Things happen, and of course, though they’re out of your control, the blame is squarely placed on you.
So this is how it feels to be burned at stake.

Sanguine

How ironic there’s a word that refers to “cheery” and “bloody” at the same time.
Or, if you turn the glass half-full, how fitting.

Blade

God you want to gut the little weasel.

The First Cut is the Deepest

Syllable

“I learned the truth at seventeen,” the song warbles, soft, lamenting, as you stare at the ceiling of your room, spread-eagled on my bed.
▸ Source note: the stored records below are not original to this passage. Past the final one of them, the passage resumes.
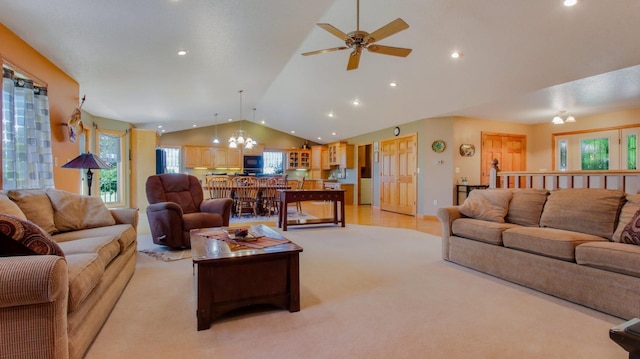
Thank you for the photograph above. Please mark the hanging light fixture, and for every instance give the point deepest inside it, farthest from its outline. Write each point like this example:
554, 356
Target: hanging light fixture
215, 139
241, 137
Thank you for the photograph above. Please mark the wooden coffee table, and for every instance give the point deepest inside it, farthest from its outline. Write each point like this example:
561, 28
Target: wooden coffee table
227, 279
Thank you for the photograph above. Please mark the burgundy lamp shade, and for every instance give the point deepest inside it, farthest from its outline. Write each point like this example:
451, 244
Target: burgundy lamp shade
86, 161
89, 161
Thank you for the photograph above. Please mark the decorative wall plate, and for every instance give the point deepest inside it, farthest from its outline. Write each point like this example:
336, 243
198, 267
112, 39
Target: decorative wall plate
467, 150
438, 146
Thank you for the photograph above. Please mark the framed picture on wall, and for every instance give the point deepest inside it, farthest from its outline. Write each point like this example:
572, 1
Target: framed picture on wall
467, 150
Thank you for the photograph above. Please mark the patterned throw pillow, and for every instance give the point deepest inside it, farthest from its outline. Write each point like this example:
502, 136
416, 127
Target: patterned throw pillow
28, 235
631, 232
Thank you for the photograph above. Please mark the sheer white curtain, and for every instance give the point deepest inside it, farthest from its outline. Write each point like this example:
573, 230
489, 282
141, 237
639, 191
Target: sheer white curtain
27, 159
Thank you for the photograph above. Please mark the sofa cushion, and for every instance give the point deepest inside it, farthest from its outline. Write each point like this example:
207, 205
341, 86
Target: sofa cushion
584, 210
526, 206
549, 242
124, 233
106, 247
7, 206
484, 231
36, 206
73, 211
85, 271
631, 232
614, 257
488, 204
31, 237
628, 211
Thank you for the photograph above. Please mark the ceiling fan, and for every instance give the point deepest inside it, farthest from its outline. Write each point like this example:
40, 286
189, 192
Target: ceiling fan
358, 40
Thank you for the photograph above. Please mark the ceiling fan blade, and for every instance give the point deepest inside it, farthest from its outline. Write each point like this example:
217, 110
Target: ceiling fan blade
389, 50
325, 50
354, 60
389, 29
337, 33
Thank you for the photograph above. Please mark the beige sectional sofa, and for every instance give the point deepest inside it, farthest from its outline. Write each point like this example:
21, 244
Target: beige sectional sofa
53, 306
581, 245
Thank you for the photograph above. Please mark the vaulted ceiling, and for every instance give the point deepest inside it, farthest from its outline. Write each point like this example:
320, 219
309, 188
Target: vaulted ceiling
523, 61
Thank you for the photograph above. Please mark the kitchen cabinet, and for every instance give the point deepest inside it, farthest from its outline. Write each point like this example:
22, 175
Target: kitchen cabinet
228, 157
298, 159
316, 157
198, 156
347, 187
257, 150
341, 154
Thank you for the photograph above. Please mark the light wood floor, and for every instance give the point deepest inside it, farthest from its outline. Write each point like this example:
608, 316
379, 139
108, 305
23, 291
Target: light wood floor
370, 216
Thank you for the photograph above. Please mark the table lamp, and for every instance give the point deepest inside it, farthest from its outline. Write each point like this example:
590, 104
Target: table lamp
89, 161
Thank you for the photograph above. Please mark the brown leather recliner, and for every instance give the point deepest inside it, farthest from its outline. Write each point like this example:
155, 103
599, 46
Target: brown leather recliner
176, 206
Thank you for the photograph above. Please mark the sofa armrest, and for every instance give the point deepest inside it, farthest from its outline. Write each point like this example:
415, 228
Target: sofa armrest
33, 303
221, 206
447, 215
35, 279
125, 216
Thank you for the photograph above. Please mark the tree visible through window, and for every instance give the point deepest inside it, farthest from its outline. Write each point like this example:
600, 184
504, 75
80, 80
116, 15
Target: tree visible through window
594, 153
632, 151
111, 148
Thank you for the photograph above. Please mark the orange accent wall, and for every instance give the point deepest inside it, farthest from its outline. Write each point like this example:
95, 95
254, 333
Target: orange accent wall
64, 97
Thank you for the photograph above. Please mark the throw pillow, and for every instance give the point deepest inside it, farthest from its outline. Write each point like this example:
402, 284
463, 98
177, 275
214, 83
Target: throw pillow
487, 204
631, 232
586, 210
626, 214
29, 235
74, 212
7, 206
36, 206
526, 206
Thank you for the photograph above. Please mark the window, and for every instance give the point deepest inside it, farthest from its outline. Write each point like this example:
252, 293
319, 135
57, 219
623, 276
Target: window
173, 159
632, 151
273, 162
594, 154
111, 181
27, 159
563, 155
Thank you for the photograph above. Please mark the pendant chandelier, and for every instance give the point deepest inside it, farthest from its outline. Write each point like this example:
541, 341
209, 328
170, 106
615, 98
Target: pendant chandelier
215, 139
241, 137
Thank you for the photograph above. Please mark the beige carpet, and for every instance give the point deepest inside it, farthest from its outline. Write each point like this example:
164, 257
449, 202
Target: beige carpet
366, 292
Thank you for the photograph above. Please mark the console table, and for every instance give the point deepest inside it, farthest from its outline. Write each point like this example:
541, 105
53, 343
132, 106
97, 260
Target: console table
467, 188
298, 195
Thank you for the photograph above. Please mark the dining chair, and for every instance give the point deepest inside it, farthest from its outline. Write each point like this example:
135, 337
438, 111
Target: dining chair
270, 196
246, 189
219, 186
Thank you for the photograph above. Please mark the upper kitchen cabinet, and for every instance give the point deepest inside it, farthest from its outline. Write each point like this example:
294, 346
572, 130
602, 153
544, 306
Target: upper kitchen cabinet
341, 154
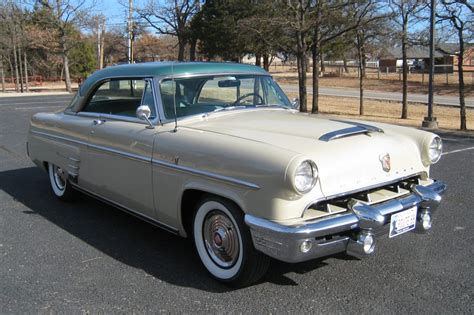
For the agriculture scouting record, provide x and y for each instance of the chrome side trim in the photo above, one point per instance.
(56, 137)
(128, 210)
(131, 156)
(214, 176)
(96, 147)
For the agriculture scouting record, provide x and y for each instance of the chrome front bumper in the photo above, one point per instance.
(339, 233)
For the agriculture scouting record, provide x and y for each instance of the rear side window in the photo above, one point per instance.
(121, 97)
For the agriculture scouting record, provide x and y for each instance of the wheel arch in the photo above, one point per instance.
(193, 193)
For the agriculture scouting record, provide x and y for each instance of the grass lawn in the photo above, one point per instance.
(390, 112)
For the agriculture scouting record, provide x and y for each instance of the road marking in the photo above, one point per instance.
(460, 150)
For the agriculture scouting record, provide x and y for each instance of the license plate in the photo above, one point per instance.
(402, 222)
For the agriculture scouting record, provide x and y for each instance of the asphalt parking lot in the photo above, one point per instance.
(89, 257)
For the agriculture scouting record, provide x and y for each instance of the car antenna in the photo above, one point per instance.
(174, 99)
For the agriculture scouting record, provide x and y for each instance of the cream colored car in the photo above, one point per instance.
(216, 152)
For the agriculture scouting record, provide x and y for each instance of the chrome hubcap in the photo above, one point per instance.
(221, 239)
(59, 177)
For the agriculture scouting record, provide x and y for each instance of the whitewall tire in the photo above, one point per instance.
(224, 243)
(60, 186)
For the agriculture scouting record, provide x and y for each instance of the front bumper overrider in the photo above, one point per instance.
(349, 232)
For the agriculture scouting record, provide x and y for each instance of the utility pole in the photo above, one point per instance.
(430, 121)
(130, 31)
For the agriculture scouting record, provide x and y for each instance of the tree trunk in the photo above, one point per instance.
(321, 60)
(301, 62)
(461, 81)
(21, 70)
(15, 63)
(404, 70)
(315, 51)
(258, 59)
(181, 47)
(346, 69)
(27, 87)
(2, 73)
(361, 55)
(266, 62)
(192, 49)
(67, 77)
(102, 47)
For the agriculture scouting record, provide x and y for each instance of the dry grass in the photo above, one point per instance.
(389, 112)
(417, 83)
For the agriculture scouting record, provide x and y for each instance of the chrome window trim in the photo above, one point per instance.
(128, 210)
(160, 79)
(222, 178)
(92, 90)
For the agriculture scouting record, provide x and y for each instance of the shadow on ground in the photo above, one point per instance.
(125, 238)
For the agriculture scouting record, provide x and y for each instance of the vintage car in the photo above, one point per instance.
(216, 152)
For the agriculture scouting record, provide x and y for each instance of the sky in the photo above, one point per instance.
(115, 12)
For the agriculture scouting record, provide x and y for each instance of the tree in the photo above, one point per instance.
(370, 29)
(332, 20)
(171, 17)
(65, 17)
(404, 13)
(457, 16)
(83, 59)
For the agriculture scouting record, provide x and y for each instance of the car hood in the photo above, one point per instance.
(344, 164)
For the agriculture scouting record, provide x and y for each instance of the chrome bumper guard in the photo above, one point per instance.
(342, 232)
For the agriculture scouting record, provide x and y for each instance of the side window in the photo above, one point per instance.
(121, 97)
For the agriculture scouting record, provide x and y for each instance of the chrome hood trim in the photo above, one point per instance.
(346, 132)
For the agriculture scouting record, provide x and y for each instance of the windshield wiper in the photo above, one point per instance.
(271, 105)
(229, 108)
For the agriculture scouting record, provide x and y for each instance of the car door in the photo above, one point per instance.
(118, 162)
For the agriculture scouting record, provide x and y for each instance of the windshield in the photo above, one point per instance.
(216, 93)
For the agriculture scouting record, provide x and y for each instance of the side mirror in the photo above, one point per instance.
(143, 112)
(295, 103)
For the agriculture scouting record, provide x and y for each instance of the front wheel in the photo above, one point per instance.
(59, 184)
(224, 243)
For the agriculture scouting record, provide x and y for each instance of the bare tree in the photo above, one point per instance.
(171, 17)
(331, 21)
(371, 29)
(67, 16)
(404, 13)
(456, 15)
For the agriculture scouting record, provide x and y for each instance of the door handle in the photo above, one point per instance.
(99, 121)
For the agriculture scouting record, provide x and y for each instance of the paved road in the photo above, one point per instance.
(388, 96)
(89, 257)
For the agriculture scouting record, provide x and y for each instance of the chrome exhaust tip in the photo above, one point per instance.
(363, 245)
(424, 221)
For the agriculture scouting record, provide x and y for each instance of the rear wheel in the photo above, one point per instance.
(224, 243)
(60, 185)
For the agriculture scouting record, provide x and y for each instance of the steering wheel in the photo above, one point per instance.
(240, 99)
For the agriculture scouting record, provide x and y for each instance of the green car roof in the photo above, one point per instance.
(153, 69)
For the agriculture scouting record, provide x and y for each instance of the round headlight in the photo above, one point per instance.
(306, 176)
(435, 149)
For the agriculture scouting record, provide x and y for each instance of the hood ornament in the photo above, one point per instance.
(385, 160)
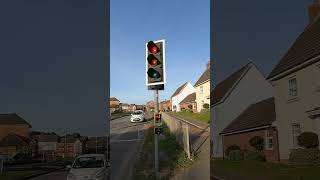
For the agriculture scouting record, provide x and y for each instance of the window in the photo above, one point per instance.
(293, 89)
(295, 133)
(269, 140)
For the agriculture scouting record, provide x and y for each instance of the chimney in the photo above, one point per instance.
(314, 10)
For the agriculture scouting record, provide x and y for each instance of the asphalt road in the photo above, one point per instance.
(126, 141)
(57, 175)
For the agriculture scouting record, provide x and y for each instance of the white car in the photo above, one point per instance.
(137, 116)
(89, 167)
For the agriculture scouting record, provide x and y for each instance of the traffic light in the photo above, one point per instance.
(155, 63)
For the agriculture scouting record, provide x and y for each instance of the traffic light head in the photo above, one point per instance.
(155, 63)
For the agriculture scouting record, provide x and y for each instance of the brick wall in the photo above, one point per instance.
(242, 140)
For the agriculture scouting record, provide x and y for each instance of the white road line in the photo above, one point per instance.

It seems to fit—in the seventeen and four years and counting, you’ve never been a beauty queen, never felt the eyes of a lover linger on your lips.
And so you stare at the ceiling and dream, dream of boys with dreamer’s gazes and poet’s smiles and artist’s hands with a really nice set of pecs, as they bend down to lie down in your bed and whisper the three syllables you so badly want to hear.

Vaccine

From when you were very young, they’ve given you shots for chicken pox. Small pox. Protection against bacteria that would have slain you centuries, or maybe even four decades ago. Later, there were the shots for tuberculosis, for the prevention of breast cancer.
You don’t remember the infant shots, but a phantom twinge echoes in your shoulder in remembrance of the last. You avoid looking at the needle, but from your sister’s whimper it must be at least two inches—maybe more. From that one glance, it seems awfully thick.
A brave little girl, merely three times seven, you scarcely feel anything beyond that first prick, and the immunization is over in a moment.
Fleetingly, you wonder if there’s a vaccine for loneliness.


Aide

It’s when you’re helping your friend bolster the flagging organization, as a somewhat useless aide-de-camp, that you’re hit with the realization.
This isn’t your story. Your role in the universe will always be relegated to The Best Friend, the Joan-Cusack-type Older Sister, the Angsty Misunderstood Daughter, and happy endings, like it or not, will always have to be lived vicariously.
Because you are sidekick, and it’s the heroine, in the end, who gets the boy.


Alarmist

Sometimes, it perplexes you when people say you’re a leader.
You have a tendency to panic, to react immediately, arms flailing about. You get frustrated at incompetence—especially your own--, and during crunch time, your statements have an alarmist tinge.
Deep down, you know you’re more suited as a foot soldier.


Cub
Just before you go to sleep, and moments in between waking and facing the new day, you imagine having a family of your own.
The face, the hair, the build of your husband-to-be varies; his gaze, ardent, is the only thing unchanged.
An infant wrapped in swaddling clothes lies between you. Or is it two, three? It does not matter. You feel a surge of love to this as-of-yet-unborn children whatever the shape of their eyes or the color of their hair or the shade of their skin, and in your mind’s eye the babies are perfect, and more importantly, yours.
And come heaven or hell, mama bear will protect her cubs.